4 indicações ao Oscar: Melhor Filme, Diretor (Peter Weir), Ator (Robin Williams), Roteiro Original
Vencedor do Oscar de Roteiro Original
É preciso dar a mão à palmatória: de vez em quando o público médio consegue surpreender até o mais cético dos especialistas em mercado. Foi isso que aconteceu com "Sociedade dos poetas mortos". Lançado no mesmo ano - e na mesma temporada competitiva - que "Indiana Jones e a última cruzada" e o marketing agressivo e espalhafatoso do primeiro "Batman" de Tim Burton, o belo filme dirigido pelo australiano Peter Weir não só conseguiu a proeza de concorrer a 4 importantes Oscar - filme, direção, ator e roteiro original - como ainda por cima arrecadou quase 100 milhões de dólares somente nos EUA. Mesmo contando com a protagonização de Robin Williams, então um astro considerável, o sucesso do filme foi uma grande surpresa principalmente devido a uma particularidade: ao contrário de explosões, humor escatológico e sexo selvagem, a trama de Tom Schulman versava sobre poesia, amizade, esperança e sonhos despedaçados. Ou seja, nada que chamasse a atenção do público, pelo menos aparentemente.
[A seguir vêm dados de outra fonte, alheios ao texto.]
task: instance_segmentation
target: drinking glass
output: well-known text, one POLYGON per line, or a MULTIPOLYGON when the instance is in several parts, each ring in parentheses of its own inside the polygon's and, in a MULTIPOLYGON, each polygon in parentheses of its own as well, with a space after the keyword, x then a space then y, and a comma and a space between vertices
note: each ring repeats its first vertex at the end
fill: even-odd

Passada em 1959 - portanto, antes de dois maiores traumas norte-americanos da época, o assassinato de Kennedy e a guerra do Vietnã - a história criada por Schulman é um primor de delicadeza e inteligência, nunca abusando desses ingredientes e equilibrando-os com o carisma radiante de Williams (merecidamente indicado ao Oscar de Melhor Ator). Na época ainda conhecido por seus papéis em comédias como "Popeye" (o fracassado projeto de Robert Altman), o ator dá um show de sutileza ao interpretar John Keating, um professor de Literatura que transforma a vida de um grupo de alunos em uma escola preparatória para rapazes, a tradicional Welton Academy. Substituindo um mestre aposentado, ele surpreende a todos com métodos heterodoxos de ensino. Logo em sua primeira aula, ele manda que todos arranquem as páginas iniciais de um livro de poesia, afirmando que medir a poesia através de gráficos não é a forma correta de se apreciá-la. A partir daí, declama Shakespeare imitando John Wayne e Marlon Brando, recita Thoreau e Walt Whitman sem empolação e, com isso incentiva os meninos a recriarem um projeto de seus tempos de estudante: a Sociedade dos Poetas Mortos. Inspirado por Keating, o tímido Todd Anderson (Ethan Hawke) tenta fugir de seu medo do mundo, o romântico Knox Overstreet (Josh Charles) vai em busca de conquistar o amor da mulher que ama e o ultraprotegido Neil Perry (Robert Sean Leonard) desafia os pais para lutar por seu sonho de ser ator de teatro.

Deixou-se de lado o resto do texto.